Fabrication artisanale de savon et distribution dans les villages

Au Togo, FIDEI a soutenu deux groupements de villageoises : Alafia dans le quartier de Takété à Kaboli et Solim à Agbansikiti par la commande de savons traditionnels qui ont été distribués gratuitement dans les villages de Katango, Nfoto, Téhéza, Laouwari et Gominadé. Ils sont produits à partir d’huile de noix de palme et de potasse qui provient de cendres de végétaux : tiges de maïs, de haricots, de palmiers… « On met l’huile au feu puis on ajoute la potasse et le tout cuit pendant 12 à 15 minutes. Le produit est mis dans des calebasses qui servent de mesures.
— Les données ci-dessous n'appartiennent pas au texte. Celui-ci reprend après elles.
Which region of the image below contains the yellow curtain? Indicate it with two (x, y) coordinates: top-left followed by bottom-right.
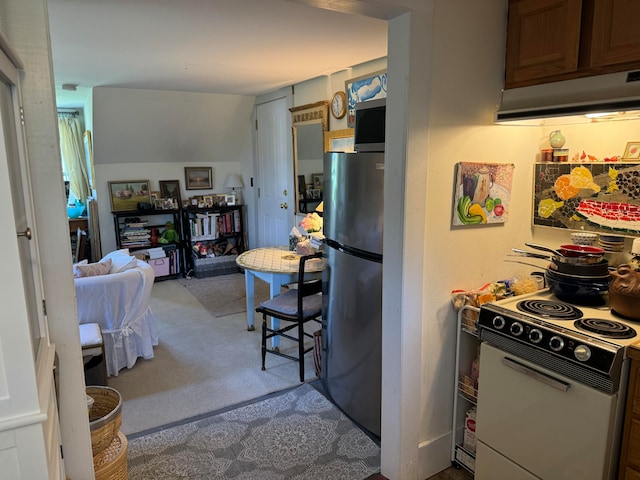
(58, 114), (91, 205)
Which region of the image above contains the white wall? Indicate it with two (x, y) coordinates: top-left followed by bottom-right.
(93, 87), (254, 254)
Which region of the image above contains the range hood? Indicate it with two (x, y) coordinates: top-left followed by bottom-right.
(495, 70), (640, 123)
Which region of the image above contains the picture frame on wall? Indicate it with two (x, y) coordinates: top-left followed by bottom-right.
(109, 180), (151, 212)
(159, 180), (182, 205)
(622, 142), (640, 160)
(184, 167), (213, 190)
(344, 70), (387, 128)
(311, 173), (324, 190)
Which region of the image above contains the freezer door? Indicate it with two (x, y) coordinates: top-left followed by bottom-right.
(321, 248), (382, 436)
(323, 152), (384, 254)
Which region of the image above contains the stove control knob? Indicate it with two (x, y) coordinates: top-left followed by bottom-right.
(573, 345), (591, 362)
(549, 335), (564, 352)
(529, 328), (542, 343)
(509, 322), (524, 337)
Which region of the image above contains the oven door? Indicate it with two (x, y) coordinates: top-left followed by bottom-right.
(475, 342), (618, 480)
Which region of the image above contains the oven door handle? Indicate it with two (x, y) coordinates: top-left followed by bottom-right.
(502, 357), (571, 392)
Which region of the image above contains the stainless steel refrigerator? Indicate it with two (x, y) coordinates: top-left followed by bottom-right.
(321, 152), (384, 436)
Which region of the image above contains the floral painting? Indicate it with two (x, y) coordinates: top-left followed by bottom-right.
(533, 162), (640, 234)
(452, 162), (515, 227)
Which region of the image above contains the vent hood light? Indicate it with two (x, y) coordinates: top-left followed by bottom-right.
(495, 72), (640, 125)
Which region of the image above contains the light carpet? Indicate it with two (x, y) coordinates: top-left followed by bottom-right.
(178, 273), (269, 317)
(109, 280), (318, 435)
(128, 384), (380, 480)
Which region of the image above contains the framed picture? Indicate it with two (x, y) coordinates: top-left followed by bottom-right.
(622, 142), (640, 160)
(324, 128), (355, 153)
(298, 175), (307, 194)
(307, 188), (322, 200)
(109, 180), (151, 212)
(311, 173), (324, 190)
(344, 70), (387, 127)
(184, 167), (213, 190)
(160, 180), (182, 205)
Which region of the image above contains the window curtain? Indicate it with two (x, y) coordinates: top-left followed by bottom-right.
(58, 113), (91, 205)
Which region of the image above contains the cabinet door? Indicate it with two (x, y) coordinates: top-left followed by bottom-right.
(505, 0), (584, 88)
(589, 0), (640, 67)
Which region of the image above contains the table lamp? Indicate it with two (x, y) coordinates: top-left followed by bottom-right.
(224, 173), (244, 205)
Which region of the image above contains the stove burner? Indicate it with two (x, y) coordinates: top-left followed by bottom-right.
(574, 318), (636, 338)
(516, 299), (582, 320)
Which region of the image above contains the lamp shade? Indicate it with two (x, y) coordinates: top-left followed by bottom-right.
(224, 173), (244, 188)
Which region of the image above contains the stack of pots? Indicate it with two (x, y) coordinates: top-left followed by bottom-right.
(527, 243), (611, 305)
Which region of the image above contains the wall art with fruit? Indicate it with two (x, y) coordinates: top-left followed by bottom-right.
(451, 162), (514, 227)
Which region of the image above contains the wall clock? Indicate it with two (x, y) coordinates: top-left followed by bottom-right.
(331, 91), (347, 118)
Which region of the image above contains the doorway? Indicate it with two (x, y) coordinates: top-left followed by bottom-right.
(255, 97), (295, 247)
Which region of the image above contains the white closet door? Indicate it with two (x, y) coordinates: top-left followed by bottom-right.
(256, 98), (295, 247)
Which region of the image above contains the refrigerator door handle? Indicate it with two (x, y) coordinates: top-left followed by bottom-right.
(324, 238), (382, 263)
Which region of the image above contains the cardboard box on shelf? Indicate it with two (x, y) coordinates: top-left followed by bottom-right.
(462, 407), (476, 453)
(147, 257), (170, 277)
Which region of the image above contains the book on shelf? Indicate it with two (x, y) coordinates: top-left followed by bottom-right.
(147, 247), (167, 260)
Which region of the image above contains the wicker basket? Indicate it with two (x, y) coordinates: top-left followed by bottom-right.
(87, 386), (122, 457)
(93, 432), (129, 480)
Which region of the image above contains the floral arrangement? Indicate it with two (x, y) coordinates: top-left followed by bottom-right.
(298, 212), (322, 233)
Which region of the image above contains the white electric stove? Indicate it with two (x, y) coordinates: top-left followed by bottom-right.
(476, 290), (640, 480)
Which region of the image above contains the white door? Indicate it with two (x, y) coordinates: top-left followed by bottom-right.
(256, 98), (295, 247)
(0, 39), (66, 479)
(0, 65), (48, 359)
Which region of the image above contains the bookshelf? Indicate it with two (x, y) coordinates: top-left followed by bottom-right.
(111, 210), (185, 280)
(182, 205), (245, 277)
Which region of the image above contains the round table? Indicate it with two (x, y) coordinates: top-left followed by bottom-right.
(236, 247), (326, 347)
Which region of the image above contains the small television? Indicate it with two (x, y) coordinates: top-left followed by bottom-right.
(354, 98), (387, 152)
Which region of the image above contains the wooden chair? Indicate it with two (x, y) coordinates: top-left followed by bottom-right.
(74, 228), (87, 263)
(256, 252), (322, 382)
(80, 323), (107, 385)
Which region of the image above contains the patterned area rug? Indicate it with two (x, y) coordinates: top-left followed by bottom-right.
(128, 384), (380, 480)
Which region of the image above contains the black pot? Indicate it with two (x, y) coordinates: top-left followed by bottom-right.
(549, 257), (609, 277)
(544, 270), (610, 305)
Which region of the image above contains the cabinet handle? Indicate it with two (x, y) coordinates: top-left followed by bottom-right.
(18, 227), (31, 240)
(502, 357), (571, 392)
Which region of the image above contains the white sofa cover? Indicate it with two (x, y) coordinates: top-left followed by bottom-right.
(74, 260), (158, 376)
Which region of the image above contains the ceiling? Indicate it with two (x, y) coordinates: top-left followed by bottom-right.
(48, 0), (387, 95)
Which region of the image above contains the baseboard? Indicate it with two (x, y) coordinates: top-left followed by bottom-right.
(418, 432), (451, 478)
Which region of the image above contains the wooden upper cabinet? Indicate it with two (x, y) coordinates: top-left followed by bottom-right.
(505, 0), (582, 88)
(505, 0), (640, 88)
(589, 0), (640, 67)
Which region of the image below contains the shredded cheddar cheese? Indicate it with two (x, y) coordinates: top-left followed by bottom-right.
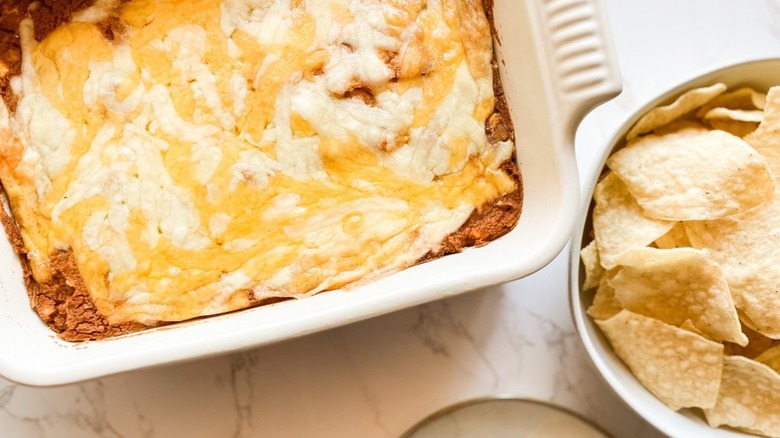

On laisse le tout refroidir et c’est bon pour l’utilisation et la vente ». Ces femmes partagent entre elles les bénéfices de leurs ventes sur les marchés et ont, elles aussi, créé une caisse de solidarité afin de venir en aide à plus pauvres qu’elles.

Toujours en 2020, FIDEI a décidé d’élargir le champ de ce programme éducatif et social et de répondre à l’appel de 8 villages du secteur isolé de Kala. Une école primaire a été construite et ouverte pour la rentrée scolaire. Jusqu’ici les enfants se réunissaient sous une paillote délabrée. Le projet de passerelle destinée à désenclaver la zone progresse. Les plans ont été approuvés. Un appel à dons est lancé par FIDEI et par une association partenaire.